Only in the US were corporations involved in a big way in early decades. Even there, the government eased the way through research and development, subsidies (such as through government-funded uranium enrichment facilities) and legal limits on insurance pay-outs in case of nuclear accidents. However, it is possible that nuclear power could have gone down the route of other technologies, such as telecommunications, that were first developed by states, in the risky and expensive trial periods, and later turned over to corporations once commercial viability was more assured. Thus, much of the British nuclear industry was privatised in the 1990s, with the government maintaining ownership of a portion that could not be made profitable.
The movement against nuclear power had its first stirrings in the late 1960s and expanded enormously in the 1970s. It has been a grassroots movement, involving a range of sectors of the population such as farmers in Japan, suburbanites in the US and trade unionists in Australia.[9]
Often the focus has been against nuclear power plants that are proposed or under construction, with opposition drawn from local communities. There has also been substantial opposition even among those far from any immediate risk. In Australia the main antinuclear goal has been to stop uranium mining that is remote from most of the population, and the movement has been as strong as anywhere else.The movement against nuclear power has used a variety of methods of nonviolent action, including meetings, rallies, vigils, blockades, strikes and site occupations. Nonviolent action theory and training has played a large role in the movement, while in turn the movement has served as a means for spreading and developing understanding of and experience with nonviolent action. This has especially been the case in the United States and Western Europe, where nonviolence was the organising principle for major campaigns, with careful preparation, nonviolent action training, consensus decision making and fostering of nonviolent discipline.[10]

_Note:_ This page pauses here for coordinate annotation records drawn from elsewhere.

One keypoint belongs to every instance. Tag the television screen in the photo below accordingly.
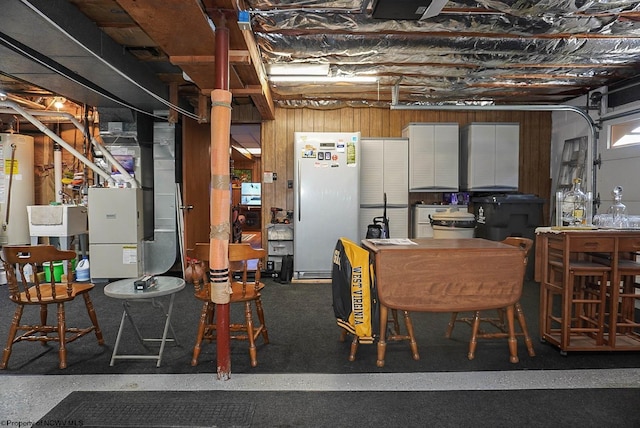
(250, 194)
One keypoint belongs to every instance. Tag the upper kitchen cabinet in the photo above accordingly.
(384, 166)
(433, 156)
(489, 157)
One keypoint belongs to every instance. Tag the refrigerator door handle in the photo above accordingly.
(299, 189)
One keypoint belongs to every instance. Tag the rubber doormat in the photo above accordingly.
(584, 408)
(149, 409)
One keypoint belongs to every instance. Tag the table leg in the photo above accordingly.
(382, 342)
(163, 340)
(115, 347)
(513, 342)
(167, 325)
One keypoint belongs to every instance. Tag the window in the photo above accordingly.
(625, 133)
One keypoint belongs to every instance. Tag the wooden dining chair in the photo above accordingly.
(499, 321)
(245, 264)
(28, 287)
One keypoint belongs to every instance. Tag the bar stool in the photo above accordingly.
(583, 308)
(628, 295)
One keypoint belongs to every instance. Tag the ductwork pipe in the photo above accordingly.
(125, 174)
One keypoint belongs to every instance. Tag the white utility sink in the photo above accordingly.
(57, 220)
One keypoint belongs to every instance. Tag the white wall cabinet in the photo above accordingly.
(489, 156)
(384, 164)
(433, 156)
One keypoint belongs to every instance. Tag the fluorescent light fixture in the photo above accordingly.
(434, 8)
(58, 102)
(323, 79)
(298, 69)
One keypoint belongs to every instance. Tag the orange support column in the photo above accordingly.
(220, 202)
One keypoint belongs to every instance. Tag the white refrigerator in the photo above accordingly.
(326, 198)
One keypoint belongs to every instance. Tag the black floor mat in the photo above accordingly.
(303, 339)
(522, 408)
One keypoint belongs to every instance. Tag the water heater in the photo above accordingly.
(16, 187)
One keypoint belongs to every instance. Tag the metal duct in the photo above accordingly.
(160, 252)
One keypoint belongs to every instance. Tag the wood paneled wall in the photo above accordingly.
(277, 142)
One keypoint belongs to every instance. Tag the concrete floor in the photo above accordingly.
(27, 398)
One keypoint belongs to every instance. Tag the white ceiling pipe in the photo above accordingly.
(57, 139)
(71, 118)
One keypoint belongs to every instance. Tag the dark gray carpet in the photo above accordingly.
(304, 339)
(519, 408)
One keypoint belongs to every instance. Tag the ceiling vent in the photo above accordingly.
(407, 9)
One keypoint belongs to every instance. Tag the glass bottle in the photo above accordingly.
(574, 206)
(618, 210)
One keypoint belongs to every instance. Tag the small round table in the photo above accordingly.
(124, 289)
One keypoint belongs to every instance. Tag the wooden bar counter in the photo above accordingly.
(579, 311)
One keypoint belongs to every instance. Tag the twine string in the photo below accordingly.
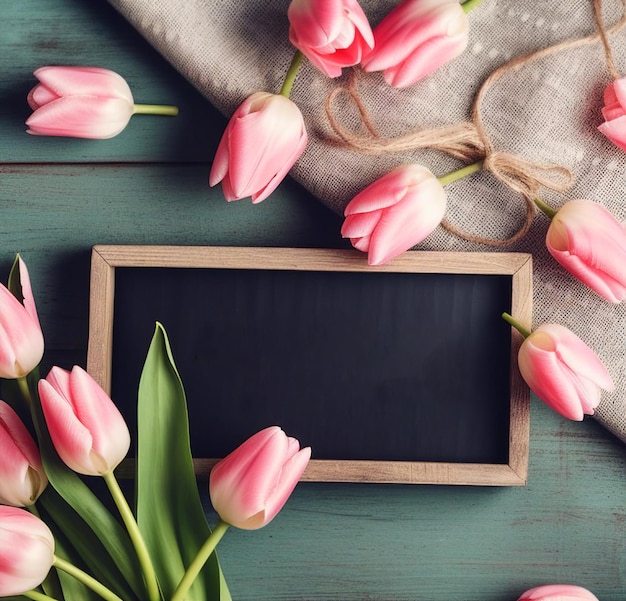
(469, 141)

While the antinuclear movement has made great use of nonviolent action, to what extent is it anticapitalist? A look at the check list is helpful at this point.
1. Does the campaign help to
undermine the violent underpinnings of capitalism, or
undermine the legitimacy of capitalism, or
build a nonviolent alternative to capitalism?
Since nuclear power has been largely an initiative of states, antinuclear campaigns do not do a lot to undermine the legitimacy of capitalism. However, there is a connection with state violence. A society built around heavy use of nuclear power — the so-called “plutonium economy” — would require an unprecedented level of surveillance and police powers in order to guard against criminal and terrorist use of nuclear materials. Many nuclear power programmes have been accompanied by draconian legislation, special police forces and surveillance of nonviolent nuclear opponents. In a nuclear state, any form of dissent becomes criminalised. It is possible to imagine a plutonium economy in which commercialisation of the nuclear fuel cycle is made possible by, and gives the rationale for, intensification of the police powers of the state.
The widespread introduction of nuclear power thus could have led to greatly increased state power in the service of capitalism. Antinuclear campaigning helps to prevent such a development, and thus undermines the violent underpinnings of a possible future nuclear capitalism. The case of nuclear power draws attention to the value of stopping capitalism from getting much worse or more deeply entrenched. Thus, although antinuclear campaigning has been largely against the power of the state, it has an anticapitalist dimension, namely prevention of a much more dangerous capitalism, where the danger would come from environmental impacts, nuclear war and attacks on civil liberties.
The movement against nuclear power has been accompanied by a constructive programme, namely promotion of an energy future based around energy efficiency, renewable energy sources (such as solar and wind power) and design of communities and lifestyle changes to reduce energy requirements.[11]
Some elements of this programme offer an alternative to capitalist approaches, as described below.2. Is the campaign participatory?
Most of the grassroots antinuclear campaigns have been participatory, with many opportunities for involvement in a variety of ways. Campaigns built around nonviolence principles have made informed participation a priority. On the other hand, participation in some activities has been restricted, such as expert testimony at inquiries and direct actions by Greenpeace.